What we do in the shadows. The movie, not the show. If you like mockumentaries it's a must watch. Looks like garbage at times but it works very well for what they were going for.
We were having a movie night in our neighborhood a few years back where we got a bedsheet and a cheap projector. We hooked it up to a laptop to project a movie on someone's garage for the neighborhood kids.
We ended up projecting The Lego Movie and most of the kids lost interest about half an hour in - and were falling asleep and ready to go home.
I'll be damned if it wasn't one of the best animated movies I've ever seen. I sent my wife home with our youngest just so I could stay and finish the movie.
Probably not the answer you're looking for, but Puss In Boots 2. The second Shrek spinoff about the cat? Who honestly expected that to be such a banger
The film looks stupid because they gave the main character giant anime eyes.
In the context of the film it makes sense and I think the look is meant to mirror the anime it is from... but for the film it still makes the film look stupid. Now the film itself is far from perfect, there is at least one storyline that is utter dogshit. However! The film ultimately was solid.
Sadly it ends setting up future films that will never happen, but I think it's still enjoyable overall.
The Lost City with Sandra Bullock, Channing Tatum, and Daniel Radcliffe. It seems like a tropey romance-action flick, but is more a parody of genre clichés. The writing, acting, and humour are pretty good.
It has a silly/dumb sounding name, a premise with every likelihood of being schlocky garbage, and no budget or marketing to speak of. And some of the cast certainly act like they know they're in a low budget flick just phoning it in. Yet Tyler Labine as Dale and Alan Tudyk as Tucker bring so much humor and endearing energy to it as a couple of misunderstood sweethearts, that it is one of my all-time favorite films.
Tank Girl. It may just be a guilty pleasure but I'll defend it.
I guess Starship Troopers is THE movie for this, although I'm always suprised to find out people used to like it unironically.
Due date, with Robert Downey Jr and Galifianakis is a surprisingly earnest soft remake of Planes, Trains and Automobiles and nobody remembers it exists.

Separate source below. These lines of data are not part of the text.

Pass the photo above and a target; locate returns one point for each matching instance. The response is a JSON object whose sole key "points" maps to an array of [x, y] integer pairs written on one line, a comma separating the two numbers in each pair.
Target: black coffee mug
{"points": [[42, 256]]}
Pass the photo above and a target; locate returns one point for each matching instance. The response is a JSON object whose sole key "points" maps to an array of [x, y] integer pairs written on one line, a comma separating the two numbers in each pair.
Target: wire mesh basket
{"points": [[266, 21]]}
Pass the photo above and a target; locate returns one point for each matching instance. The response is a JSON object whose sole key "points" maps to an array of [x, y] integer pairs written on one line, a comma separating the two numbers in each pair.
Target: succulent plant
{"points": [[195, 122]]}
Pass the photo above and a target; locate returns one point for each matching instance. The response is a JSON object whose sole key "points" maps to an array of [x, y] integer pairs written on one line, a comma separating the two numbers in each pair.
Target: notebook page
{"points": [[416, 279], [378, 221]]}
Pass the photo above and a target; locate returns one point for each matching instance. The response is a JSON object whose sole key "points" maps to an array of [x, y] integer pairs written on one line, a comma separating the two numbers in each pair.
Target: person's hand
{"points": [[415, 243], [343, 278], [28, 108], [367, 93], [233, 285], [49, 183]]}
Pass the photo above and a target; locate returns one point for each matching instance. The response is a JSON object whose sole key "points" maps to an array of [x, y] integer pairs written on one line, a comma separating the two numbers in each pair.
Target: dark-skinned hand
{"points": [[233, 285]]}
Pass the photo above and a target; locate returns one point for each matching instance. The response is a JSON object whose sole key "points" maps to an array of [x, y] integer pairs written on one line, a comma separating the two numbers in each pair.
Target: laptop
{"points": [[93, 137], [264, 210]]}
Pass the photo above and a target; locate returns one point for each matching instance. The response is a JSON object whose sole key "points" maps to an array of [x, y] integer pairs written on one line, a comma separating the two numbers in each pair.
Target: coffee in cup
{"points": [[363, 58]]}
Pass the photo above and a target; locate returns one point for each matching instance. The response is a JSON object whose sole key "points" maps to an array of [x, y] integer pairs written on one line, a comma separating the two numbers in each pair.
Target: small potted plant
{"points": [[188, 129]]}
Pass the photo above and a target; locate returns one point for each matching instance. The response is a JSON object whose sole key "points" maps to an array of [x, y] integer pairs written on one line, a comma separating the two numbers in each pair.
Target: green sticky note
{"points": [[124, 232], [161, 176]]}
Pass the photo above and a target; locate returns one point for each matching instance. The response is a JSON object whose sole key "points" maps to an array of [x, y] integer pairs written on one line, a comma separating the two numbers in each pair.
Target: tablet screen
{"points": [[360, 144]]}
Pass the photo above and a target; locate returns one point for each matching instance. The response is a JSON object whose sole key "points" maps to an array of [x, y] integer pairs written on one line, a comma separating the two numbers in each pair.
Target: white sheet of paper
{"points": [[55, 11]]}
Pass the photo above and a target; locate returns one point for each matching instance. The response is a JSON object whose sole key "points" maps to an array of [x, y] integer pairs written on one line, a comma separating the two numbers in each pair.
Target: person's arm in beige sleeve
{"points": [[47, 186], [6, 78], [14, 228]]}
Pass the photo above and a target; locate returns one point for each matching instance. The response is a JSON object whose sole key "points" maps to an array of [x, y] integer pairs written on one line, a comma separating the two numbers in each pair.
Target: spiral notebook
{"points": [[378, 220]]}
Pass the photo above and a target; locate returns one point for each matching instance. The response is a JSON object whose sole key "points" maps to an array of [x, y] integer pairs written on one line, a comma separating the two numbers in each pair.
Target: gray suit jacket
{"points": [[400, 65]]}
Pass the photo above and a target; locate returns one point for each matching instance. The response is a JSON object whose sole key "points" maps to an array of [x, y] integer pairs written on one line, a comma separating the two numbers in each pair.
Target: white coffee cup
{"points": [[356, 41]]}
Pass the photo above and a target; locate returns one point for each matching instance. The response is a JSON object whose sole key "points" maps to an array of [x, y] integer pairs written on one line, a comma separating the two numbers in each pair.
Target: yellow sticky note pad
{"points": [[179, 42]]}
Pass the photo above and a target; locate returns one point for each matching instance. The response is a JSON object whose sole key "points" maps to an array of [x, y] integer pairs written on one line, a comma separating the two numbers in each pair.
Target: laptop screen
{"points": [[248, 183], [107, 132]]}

Speaking of unexpectedly fun raunchy comedies, Booksmart.
I want to say The Long Kiss Goodnight, but man, the action in that is janky in exactly the ways modern action movies get right, so it can be a rough watch if you're not ready. It also reads worse now that there's a million John Wicks. Still, ahead of its time and actually well written.
Does Slither count? I feel like it's on that Tremors territory where everybody knows it's cool and ironically that thing, so it may not count. Somebody said Cabin in the Woods below, so... maybe it does count.
Oh, Ready or Not. It's actually really funny and kind of a looser take on Knives Out as a horror movie. Good stuff.
The original TMNT movie should have sucked. How they snuck that tone into a whole movie before they made them tone it down for censorship and toyetic tie-ins is anybody's guess.
Brick doesn't count. Does Brick count? I think it doesn't look like it'd suck, it's just people don't know about it. I mean, if I tell you "film noir by way of high school drama" you may get the wrong impression, so... maybe?
And I mentioned it below, but 2001 Metropolis is awesome despite a lot of people not being able to get past the designs or even being aware of what it is.
A movie made by a student of the film academy, and it was made with a ridiculously low budget of course, but still contains some wild special effects and a spaceship and an alien creature and a title song written especially for it. Looks quite a bit outdated (and I wonder if it looked that even then when it was new :)), but still a lot of fun, and even a message about artificial intelligence:
I'm gonna say Cruella. I'm sure lots of people always thought it was gonna be great, but not me. I absolutely expected it to be mediocre at best and I was so wrong. It's now one of my favorite movies.
Cocaine Bear (2023) is surprisingly good. You think it's gonna be one of those overly campy movies like Sharknado, but it's pretty well written. I mean, don't expect too much, it's still a very solid 7/10. But the thing it understands best is it actually takes enough time at the beginning of the film to develop extensive cast of weird characters so once they all get thrown into the blender (cocaine bear) you actually care enough about them and what's going on to care about the outcome.
So many movies these days forget you really need to care about those characters.
Fun time, give it a go some night when you're bored and got nothing else to do.
There's a B movie that I really like but it's name is off putting to say the least. It's a solid movie, its funny and silly but most of the cast play serious characters just dealing with something absurd. It's a cat and mouse detective story and the film is free to watch on places like Tubi.
It is known as the British Predator. You can see the low budget on the screen, but my god it's excellent. Do not watch the trailer, it's shit and will give you a bad impression of the film.
Not sure it fits your criteria, but Sausage Party was a complete surprise for me. I never wanted to watch it because it seemed dumb and purile. And it is, but also somehow it blew my mind and became one of my favourite movies.